RE: Autodetection of CP437 vs. Latin-1

From: Philippe Verdy (verdy_p@wanadoo.fr)
Date: Thu Feb 15 2007 - 14:51:03 CST

Next message: Philippe Verdy: "RE: Autodetection of CP437 vs. Latin-1"

Previous message: Lokesh Joshi: "Re: Query for Validity of Thai Sequence"
In reply to: Doug Ewell: "Re: Autodetection of CP437 vs. Latin-1"
Next in thread: Philippe Verdy: "RE: Autodetection of CP437 vs. Latin-1"
Messages sorted by: [ date ] [ thread ] [ subject ] [ author ] [ attachment ]
Mail actions: [ respond to this message ] [ mail a new topic ]

> De la part de Doug Ewell
> Philippe Verdy <verdy underscore p at wanadoo dot fr> wrote:
>
> > If your encoded data really contain real humane text, then the common
> > parts of 437 and 850 are very likely to occur often. Don't exclude 850
> > for example if the international text contains French. In fact, 437
> > was used mostly in English sources, and 850 is the default OEM charset
> > for most legacy DOS-based european encodings, and is much more
> > frequent than 437, given that 437 is the default OEM codepage only for
> > US english installations, where characters outside ASCII are quite
> > rare (except for drawing boxes and rare English words imported from
> > French and Spanish, and people name).
>
> The data I have to convert that is in an MS-DOS code page is
> overwhelmingly in 437. I'm not planning to "exclude" 850 but it is a
> secondary priority for this project.
>
> > My opinion is that 850 is much more frequent than 437, including in
> > databases (there were many small database engines (dBase, Paradox)
> > deployed in legacy applications where 850 was the only default, and
> > this was true also for IBM text terminals or terminal emulation on AiX
> > where 850 was the default, instead of the DEC VT220 charset which is
> > very near ISO 8859-1).
>
> This is very possibly true for the totality of data ever encoded, or
> still outstanding, in MS-DOS code pages. It is most emphatically not
> true for the particular collection of data that needs to be converted by
> this project.

It's probably because you're dealing with data whose source was located in
USA where codepage 437 was the default for legacy DOS apps.

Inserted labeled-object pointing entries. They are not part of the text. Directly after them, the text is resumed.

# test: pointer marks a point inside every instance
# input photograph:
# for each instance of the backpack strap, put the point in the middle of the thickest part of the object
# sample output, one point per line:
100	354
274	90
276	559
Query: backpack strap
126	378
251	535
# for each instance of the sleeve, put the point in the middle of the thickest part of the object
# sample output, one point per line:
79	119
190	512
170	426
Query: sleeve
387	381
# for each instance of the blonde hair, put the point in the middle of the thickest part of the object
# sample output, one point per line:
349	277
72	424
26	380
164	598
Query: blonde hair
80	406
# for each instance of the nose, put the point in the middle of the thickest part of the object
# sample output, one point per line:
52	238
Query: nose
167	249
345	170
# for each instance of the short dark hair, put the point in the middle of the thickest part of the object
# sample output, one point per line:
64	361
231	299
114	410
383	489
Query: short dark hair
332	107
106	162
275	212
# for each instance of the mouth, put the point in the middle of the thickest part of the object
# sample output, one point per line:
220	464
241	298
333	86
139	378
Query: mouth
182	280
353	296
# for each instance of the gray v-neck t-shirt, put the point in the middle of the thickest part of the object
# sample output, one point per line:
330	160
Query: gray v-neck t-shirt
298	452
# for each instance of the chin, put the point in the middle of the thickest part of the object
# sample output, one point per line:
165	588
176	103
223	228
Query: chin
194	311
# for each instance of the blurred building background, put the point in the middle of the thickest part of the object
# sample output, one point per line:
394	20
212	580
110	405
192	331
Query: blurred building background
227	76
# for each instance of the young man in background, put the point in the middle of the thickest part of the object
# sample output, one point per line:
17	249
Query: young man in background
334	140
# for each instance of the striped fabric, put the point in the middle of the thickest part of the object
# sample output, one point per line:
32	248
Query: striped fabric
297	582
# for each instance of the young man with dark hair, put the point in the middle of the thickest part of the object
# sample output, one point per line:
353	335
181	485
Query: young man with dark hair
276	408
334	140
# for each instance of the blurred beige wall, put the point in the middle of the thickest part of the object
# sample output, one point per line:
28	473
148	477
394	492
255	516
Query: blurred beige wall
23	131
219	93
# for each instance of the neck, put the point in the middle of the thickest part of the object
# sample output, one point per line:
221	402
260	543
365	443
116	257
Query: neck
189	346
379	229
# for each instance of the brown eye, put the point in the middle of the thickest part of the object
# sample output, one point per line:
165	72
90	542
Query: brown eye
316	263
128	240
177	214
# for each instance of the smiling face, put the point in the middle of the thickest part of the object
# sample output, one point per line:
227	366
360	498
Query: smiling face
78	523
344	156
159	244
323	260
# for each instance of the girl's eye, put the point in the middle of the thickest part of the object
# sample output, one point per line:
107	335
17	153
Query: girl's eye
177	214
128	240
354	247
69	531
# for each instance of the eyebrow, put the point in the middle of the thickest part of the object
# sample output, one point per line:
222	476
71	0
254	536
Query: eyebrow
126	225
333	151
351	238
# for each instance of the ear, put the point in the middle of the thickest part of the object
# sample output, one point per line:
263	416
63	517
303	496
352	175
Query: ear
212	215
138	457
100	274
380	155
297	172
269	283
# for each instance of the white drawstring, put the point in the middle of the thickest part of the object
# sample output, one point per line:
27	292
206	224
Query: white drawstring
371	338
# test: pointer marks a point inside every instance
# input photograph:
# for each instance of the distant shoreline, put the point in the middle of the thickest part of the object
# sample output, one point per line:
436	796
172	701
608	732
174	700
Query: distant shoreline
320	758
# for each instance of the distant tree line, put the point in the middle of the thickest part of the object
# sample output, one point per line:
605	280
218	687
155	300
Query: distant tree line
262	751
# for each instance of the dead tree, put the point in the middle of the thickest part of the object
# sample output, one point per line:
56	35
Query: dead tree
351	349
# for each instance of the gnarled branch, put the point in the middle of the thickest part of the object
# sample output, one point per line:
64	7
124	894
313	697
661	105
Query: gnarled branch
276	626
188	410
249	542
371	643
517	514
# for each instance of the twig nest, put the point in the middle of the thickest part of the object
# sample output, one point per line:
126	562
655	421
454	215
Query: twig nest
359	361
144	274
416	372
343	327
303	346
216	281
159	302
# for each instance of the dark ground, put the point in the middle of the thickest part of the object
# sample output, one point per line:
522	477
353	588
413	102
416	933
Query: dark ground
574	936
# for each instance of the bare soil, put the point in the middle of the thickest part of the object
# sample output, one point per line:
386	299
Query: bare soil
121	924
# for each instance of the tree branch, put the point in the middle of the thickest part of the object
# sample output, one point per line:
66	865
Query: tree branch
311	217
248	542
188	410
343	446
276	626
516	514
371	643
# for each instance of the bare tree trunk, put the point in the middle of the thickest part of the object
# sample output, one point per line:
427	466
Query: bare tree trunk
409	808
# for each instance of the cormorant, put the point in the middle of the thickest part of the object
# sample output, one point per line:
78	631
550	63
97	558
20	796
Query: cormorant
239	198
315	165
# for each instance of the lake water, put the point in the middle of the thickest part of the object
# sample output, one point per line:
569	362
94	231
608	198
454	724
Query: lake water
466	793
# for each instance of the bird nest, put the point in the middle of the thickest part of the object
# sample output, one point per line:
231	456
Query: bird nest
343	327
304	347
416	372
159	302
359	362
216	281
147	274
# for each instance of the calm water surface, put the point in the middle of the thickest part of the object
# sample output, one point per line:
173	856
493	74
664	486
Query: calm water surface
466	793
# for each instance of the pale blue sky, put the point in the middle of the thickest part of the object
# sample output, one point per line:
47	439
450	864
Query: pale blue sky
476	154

But be careful with the origin of you files, especially if you're willing to
deploy your conversion tools in an organization-wide network which may
include foreign subsidiaries.

Those may have a lot of legacy text files to handle which whose usage
pattern will definitely not use CP437 primarily.
Just think that CP850 just comes second after CP437, and that it is even the
first one outside USA...

Now if you go to the Canada, there are two candidates which are not CP437,
depending mostly on the preferred language. It's important to have an exact
view of the history of the organization's computing infrastructure and a
correct estimation of which OS'es were deployed and which version.

And remember also that the usage pattern will be extremely different
according to the document type: plain text files and database files (like
dBase and Paradox) will typically have their own encoding, independent of
the OS on which they were used (I still have got plenty of small local
database engines that run with CP850 internal encoding, even though the
applications that use them are fully converted to Windows and use
Windows-1252 or Unicode since long!) Code conversion occurs within the
database engine or library, and is sometimes assisted by the applications
using them which specify (sometime in an hard-coded way) the charset and
encoding used.

A simple conversion to Unicode may have undesirable effects such as breaking
database reports due to extra sorting classes, or uncovered ranges in data
selection; I've seen some cases where some data fields use unique
identifiers with a very precise sorting assumption, so that unique
identifiers belong to several classes and can be split simply by comparing
ranges, or using SQL syntaxes where the sort order is very significant. If
you have to convert such things, make sure that the sort order remains
consistant, and if you can't support the binary sort order implied by a
legacy charset, you'll have not only to fixe the identifiers, or modify the
applications!

Next message: Philippe Verdy: "RE: Autodetection of CP437 vs. Latin-1"
Previous message: Lokesh Joshi: "Re: Query for Validity of Thai Sequence"
In reply to: Doug Ewell: "Re: Autodetection of CP437 vs. Latin-1"
Next in thread: Philippe Verdy: "RE: Autodetection of CP437 vs. Latin-1"
Messages sorted by: [ date ] [ thread ] [ subject ] [ author ] [ attachment ]
Mail actions: [ respond to this message ] [ mail a new topic ]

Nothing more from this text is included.